Narcotics, or opioids, are primarily used for pain management, but due to ease of availability individuals procure and misuse these drugs, with dire consequences including opioid use disorder and overdose. Nearly 4 million individuals in the United States are current misusers of pain relievers, and globally opioid misuse causes the greatest global burden of morbidity and mortality; disease transmission; increased health care, crime, and law enforcement costs; and less tangible costs of family distress and lost productivity.

Opioids bind to specific opioid receptors in the CNS and elsewhere in the body.
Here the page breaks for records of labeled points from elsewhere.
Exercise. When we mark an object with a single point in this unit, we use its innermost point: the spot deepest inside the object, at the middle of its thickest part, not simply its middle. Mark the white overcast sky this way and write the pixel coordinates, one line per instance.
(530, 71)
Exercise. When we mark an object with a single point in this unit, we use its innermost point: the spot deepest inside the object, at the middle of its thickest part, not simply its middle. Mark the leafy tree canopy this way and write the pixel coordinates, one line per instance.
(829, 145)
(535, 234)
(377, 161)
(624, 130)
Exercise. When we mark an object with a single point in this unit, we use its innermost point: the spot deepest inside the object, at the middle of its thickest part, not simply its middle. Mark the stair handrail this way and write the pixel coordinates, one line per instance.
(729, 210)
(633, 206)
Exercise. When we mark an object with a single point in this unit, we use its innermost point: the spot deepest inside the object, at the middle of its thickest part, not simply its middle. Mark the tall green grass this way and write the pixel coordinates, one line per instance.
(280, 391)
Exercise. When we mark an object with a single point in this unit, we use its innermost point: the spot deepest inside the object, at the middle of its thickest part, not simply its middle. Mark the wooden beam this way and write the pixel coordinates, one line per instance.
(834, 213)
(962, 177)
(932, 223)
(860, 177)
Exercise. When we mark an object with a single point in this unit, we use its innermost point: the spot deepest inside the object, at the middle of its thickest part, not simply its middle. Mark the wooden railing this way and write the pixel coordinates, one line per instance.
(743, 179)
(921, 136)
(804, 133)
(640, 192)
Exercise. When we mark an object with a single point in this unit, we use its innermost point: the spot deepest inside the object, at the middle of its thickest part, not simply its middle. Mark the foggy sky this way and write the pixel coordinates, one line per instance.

These receptors mediate the opiate effects of analgesia, euphoria, respiratory depression, and constipation. Endogenous opiate peptides (enkephalins and endorphins) are natural ligands for the opioid receptors and play a role in analgesia, memory, learning, reward, mood regulation, and stress tolerance.

The prototypic opiates, morphine and codeine, are derived from the juice of the opium poppy. The semisynthetic drugs produced from morphine include hydromorphone (Dilaudid), diacetylmorphine (heroin), and oxycodone (Oxy-Contin). The purely synthetic opioids and their cousins include meperidine, propoxyphene, diphenoxylate, fentanyl, buprenorphine, tramadol, methadone, and pentazocine. All produce analgesia and euphoria as well as physical dependence when taken in high enough doses for prolonged periods of time.